OTTAWA (ONTARIO), le 15 août 1997

EN PRÉSENCE DE : MONSIEUR LE JUGE PINARD

ENTRE

     FEROZ ADEEL KAZI,

     requérant,

     et

     LE MINISTRE DE LA CITOYENNETÉ ET DE L'IMMIGRATION,

     intimé.

     ORDONNANCE

         La demande de contrôle judiciaire est rejetée.

                                 YVON PINARD

                                         JUGE

Traduction certifiée conforme

                         Tan Trinh-viet

     IMM-850-97

ENTRE

     FEROZ ADEEL KAZI,

     requérant,

     et

     LE MINISTRE DE LA CITOYENNETÉ ET DE L'IMMIGRATION,

     intimé.

     MOTIFS DE L'ORDONNANCE

LE JUGE PINARD

         Le requérant demande le contrôle judiciaire de la décision en date du 13 février 1997 dans laquelle la section du statut de réfugié (la SSR) a conclu qu'il n'était pas un réfugié au sens de la Convention, compte tenu de la définition figurant au paragraphe 2(1) de la Loi sur l'immigration.

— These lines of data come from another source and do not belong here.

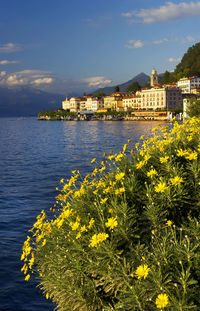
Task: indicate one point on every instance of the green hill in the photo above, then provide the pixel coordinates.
(188, 67)
(190, 63)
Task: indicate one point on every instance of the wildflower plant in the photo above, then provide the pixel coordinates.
(127, 236)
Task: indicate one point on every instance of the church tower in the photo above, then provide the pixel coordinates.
(154, 78)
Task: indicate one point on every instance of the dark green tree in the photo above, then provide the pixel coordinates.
(99, 94)
(116, 89)
(193, 108)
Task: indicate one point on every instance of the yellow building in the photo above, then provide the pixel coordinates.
(162, 98)
(111, 102)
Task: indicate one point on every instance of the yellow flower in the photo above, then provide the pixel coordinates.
(124, 148)
(97, 238)
(164, 159)
(78, 236)
(142, 271)
(181, 152)
(162, 301)
(152, 173)
(119, 191)
(74, 225)
(140, 164)
(91, 223)
(120, 176)
(176, 180)
(111, 223)
(103, 200)
(102, 169)
(83, 228)
(161, 187)
(27, 277)
(119, 157)
(169, 223)
(192, 156)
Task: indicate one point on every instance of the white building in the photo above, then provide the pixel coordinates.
(154, 78)
(66, 104)
(72, 104)
(131, 102)
(162, 98)
(94, 103)
(187, 84)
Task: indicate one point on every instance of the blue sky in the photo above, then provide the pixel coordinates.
(69, 46)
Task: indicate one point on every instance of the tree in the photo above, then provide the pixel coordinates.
(193, 108)
(133, 87)
(116, 89)
(99, 94)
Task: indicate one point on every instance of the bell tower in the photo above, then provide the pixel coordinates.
(154, 78)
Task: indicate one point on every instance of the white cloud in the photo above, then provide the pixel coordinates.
(40, 81)
(169, 11)
(49, 82)
(2, 74)
(132, 44)
(190, 39)
(160, 41)
(10, 47)
(98, 81)
(26, 77)
(7, 62)
(174, 60)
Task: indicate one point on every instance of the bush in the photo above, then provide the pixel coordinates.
(127, 236)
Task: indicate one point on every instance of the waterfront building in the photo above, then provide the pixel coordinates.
(153, 78)
(66, 104)
(161, 98)
(111, 102)
(72, 104)
(94, 103)
(187, 84)
(132, 102)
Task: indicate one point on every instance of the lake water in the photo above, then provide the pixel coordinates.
(34, 156)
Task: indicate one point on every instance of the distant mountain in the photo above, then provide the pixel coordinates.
(141, 78)
(26, 101)
(190, 63)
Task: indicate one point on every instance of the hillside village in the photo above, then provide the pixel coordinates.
(154, 102)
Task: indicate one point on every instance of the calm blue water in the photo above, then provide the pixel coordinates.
(34, 156)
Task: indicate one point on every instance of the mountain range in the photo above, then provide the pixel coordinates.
(141, 78)
(26, 101)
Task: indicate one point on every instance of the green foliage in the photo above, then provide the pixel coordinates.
(56, 114)
(188, 67)
(116, 89)
(193, 108)
(127, 236)
(133, 87)
(100, 94)
(190, 61)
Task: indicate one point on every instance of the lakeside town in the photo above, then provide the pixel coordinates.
(156, 102)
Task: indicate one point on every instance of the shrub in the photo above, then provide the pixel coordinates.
(127, 236)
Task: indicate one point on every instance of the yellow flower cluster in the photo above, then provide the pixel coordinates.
(111, 223)
(162, 301)
(98, 238)
(142, 271)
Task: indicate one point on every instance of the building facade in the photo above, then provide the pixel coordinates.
(153, 78)
(187, 84)
(162, 98)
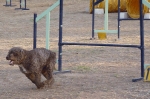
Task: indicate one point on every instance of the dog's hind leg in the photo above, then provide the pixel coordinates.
(48, 74)
(37, 81)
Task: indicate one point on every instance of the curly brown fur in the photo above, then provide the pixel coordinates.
(34, 63)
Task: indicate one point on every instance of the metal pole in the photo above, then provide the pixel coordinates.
(141, 42)
(60, 36)
(93, 16)
(142, 38)
(10, 2)
(25, 4)
(34, 31)
(20, 4)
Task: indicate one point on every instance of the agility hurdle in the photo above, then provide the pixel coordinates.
(8, 4)
(141, 46)
(36, 19)
(22, 4)
(106, 30)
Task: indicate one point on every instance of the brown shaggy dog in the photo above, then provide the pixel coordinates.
(34, 63)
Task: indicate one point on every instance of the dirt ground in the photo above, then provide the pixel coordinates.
(96, 72)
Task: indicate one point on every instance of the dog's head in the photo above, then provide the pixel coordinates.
(15, 55)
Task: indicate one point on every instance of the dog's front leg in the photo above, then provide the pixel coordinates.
(38, 81)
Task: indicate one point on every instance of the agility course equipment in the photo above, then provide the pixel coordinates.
(112, 5)
(61, 43)
(37, 18)
(8, 3)
(22, 4)
(106, 30)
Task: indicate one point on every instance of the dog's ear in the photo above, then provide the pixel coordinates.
(21, 51)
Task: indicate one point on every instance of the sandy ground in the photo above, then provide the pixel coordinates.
(96, 72)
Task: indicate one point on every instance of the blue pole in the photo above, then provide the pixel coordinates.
(93, 15)
(142, 38)
(118, 18)
(20, 4)
(60, 36)
(34, 31)
(10, 2)
(141, 42)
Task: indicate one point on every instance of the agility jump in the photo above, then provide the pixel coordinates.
(60, 43)
(22, 4)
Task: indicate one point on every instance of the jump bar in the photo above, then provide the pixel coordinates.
(111, 45)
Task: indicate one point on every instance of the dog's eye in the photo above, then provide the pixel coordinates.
(15, 54)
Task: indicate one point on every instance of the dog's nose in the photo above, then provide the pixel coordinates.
(7, 58)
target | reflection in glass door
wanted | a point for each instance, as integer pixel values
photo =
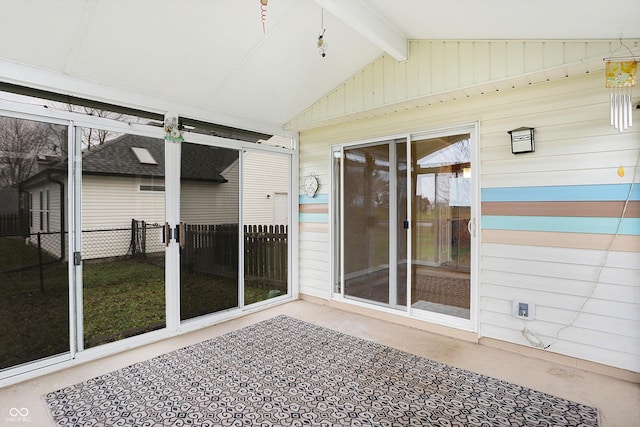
(34, 272)
(441, 211)
(374, 246)
(209, 212)
(123, 200)
(265, 219)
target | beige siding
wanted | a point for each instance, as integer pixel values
(109, 204)
(575, 145)
(211, 203)
(444, 70)
(265, 175)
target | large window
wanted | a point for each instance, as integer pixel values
(34, 279)
(403, 224)
(110, 232)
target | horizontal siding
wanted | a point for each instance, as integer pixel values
(314, 264)
(577, 159)
(264, 175)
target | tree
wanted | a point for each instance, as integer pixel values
(92, 137)
(22, 142)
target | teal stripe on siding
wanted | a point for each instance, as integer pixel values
(319, 198)
(630, 226)
(313, 217)
(561, 193)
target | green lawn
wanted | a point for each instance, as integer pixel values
(121, 298)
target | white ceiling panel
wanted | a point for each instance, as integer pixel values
(213, 57)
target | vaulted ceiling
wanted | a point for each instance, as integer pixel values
(214, 60)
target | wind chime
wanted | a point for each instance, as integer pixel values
(321, 43)
(621, 74)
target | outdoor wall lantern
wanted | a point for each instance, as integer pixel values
(522, 140)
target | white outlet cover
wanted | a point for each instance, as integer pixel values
(529, 312)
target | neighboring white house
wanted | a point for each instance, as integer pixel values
(123, 180)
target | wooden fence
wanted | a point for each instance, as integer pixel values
(213, 249)
(265, 261)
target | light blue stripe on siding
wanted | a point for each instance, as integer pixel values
(313, 217)
(561, 193)
(630, 226)
(318, 199)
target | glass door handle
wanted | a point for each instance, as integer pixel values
(471, 226)
(166, 235)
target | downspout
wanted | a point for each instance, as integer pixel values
(62, 203)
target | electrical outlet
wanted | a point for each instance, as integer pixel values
(523, 309)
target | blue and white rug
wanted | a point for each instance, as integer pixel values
(286, 372)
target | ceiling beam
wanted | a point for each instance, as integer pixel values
(365, 20)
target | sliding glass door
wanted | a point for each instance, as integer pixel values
(440, 236)
(123, 258)
(374, 241)
(111, 231)
(405, 223)
(210, 221)
(34, 270)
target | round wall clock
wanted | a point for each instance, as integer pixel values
(310, 185)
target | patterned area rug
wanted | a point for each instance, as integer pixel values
(286, 372)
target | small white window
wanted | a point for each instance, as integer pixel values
(144, 156)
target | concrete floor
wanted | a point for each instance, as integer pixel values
(618, 401)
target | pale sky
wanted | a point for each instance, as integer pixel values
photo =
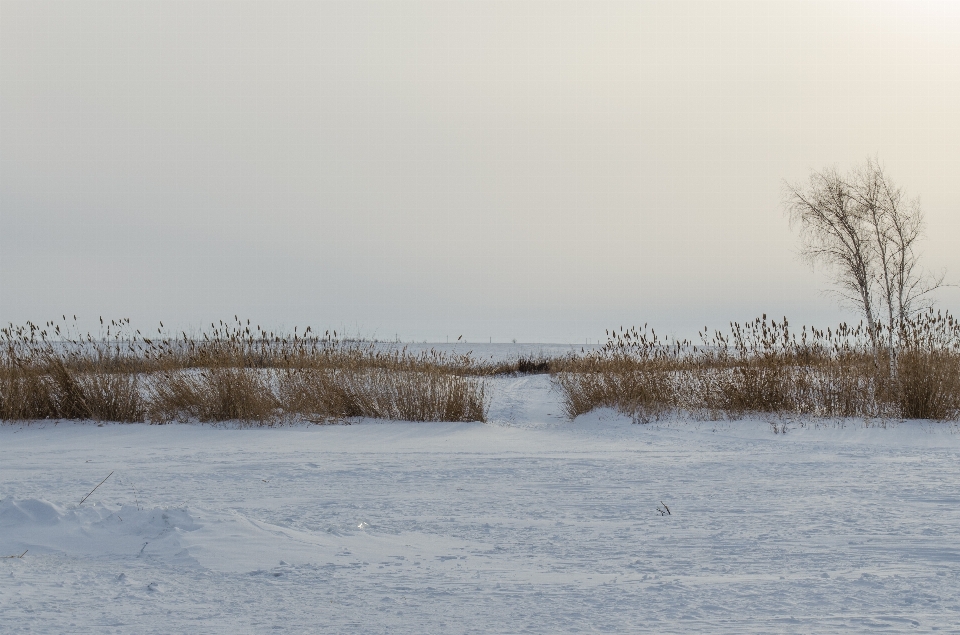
(529, 170)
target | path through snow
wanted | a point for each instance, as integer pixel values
(525, 524)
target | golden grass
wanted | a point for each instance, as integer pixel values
(228, 373)
(764, 368)
(235, 372)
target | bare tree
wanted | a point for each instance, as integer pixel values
(834, 232)
(863, 227)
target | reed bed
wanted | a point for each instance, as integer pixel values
(231, 372)
(764, 368)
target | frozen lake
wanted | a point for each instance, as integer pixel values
(529, 523)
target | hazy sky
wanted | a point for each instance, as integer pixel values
(529, 170)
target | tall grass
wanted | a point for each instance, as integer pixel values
(764, 367)
(231, 372)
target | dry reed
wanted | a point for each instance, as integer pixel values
(762, 367)
(231, 372)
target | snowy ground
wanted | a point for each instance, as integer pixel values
(526, 524)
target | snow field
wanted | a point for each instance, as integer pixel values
(526, 524)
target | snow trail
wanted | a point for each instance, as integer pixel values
(526, 524)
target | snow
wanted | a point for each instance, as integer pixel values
(529, 523)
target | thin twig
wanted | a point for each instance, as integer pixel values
(95, 489)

         La SSR a conclu que le requérant était crédible, mais qu'en raison du changement de situation au Bangladesh, il n'avait plus raison de craindre d'être persécuté. Les raisons de cette conclusion se trouvent dans les passages suivants extraits des motifs de la SSR :

         [TRADUCTION]
             En juin 1996, l'Awami League a gagné une victoire écrasante aux élections générales tenues au Bangladesh, et y a formé le gouvernement. Le revendicateur, du fait de sa qualité de membre du BCL, est aussi membre de l'Awami League, l'organisme central de ce dernier...
             Particulièrement, ce sont les hommes de main du BNP qui sont l'agent principal de persécution du revendicateur. Ce sont ceux qui l'ont fait quitter le pays parce qu'il craignait pour sa vie. La capacité des hommes de main du BNP de faire peur à leurs rivaux découlait principalement de l'observation selon laquelle le gouvernement du BNP ne voulait pas mettre un frein à leurs excès et à leurs actes d'abus criminels; évidemment, ces activités assuraient ses intérêts politiques.

             [...]

             Il est utile de se rappeler ici que le fondement de la crainte de persécution du revendicateur réside dans ce que le gouvernement du BNP ne voulait pas - ce n'est pas nécessairement le cas où il ne pouvait pas - assurait sa protection contre les hommes de mains du BNP. Certainement, il ne peut raisonnablement porter la même accusation concernant le gouvernement de son propre parti. De plus, il ressort des pièces produites en preuve à l'audience que le gouvernement Awami League a déclaré son intention de juguler l'usage peu approprié ou illégal de l'influence politique...a pris des mesures pour mettre un frein au terrorisme..., a établi des alliances de fonctionnement avec d'autres partis rivaux..., et que la police intervient quand même de façon politiquement impartiale pour supprimer les combats violents...les incidents sporadiques ou gratuits.
             Ayant presque changé d'avis, le revendicateur a tenté de justifier sa crainte de retourner au Bangladesh en prétendant qu'il avait critiqué les cadres armés au sein de son groupe. Il laisserait entendre qu'il existe une certaine fureur durable à son encontre, ce qui le priverait de la protection de son parti et de son gouvernement. Compte tenu du propre témoignage du revendicateur, le tribunal a remarqué qu'il avait simplement été réprimandé, mais en était sorti indemne. Particulièrement, il avait continué de faire partie du groupe, et avait participé aux activités politiques de ce groupe bien au-delà du moment de la survenance de cet incident.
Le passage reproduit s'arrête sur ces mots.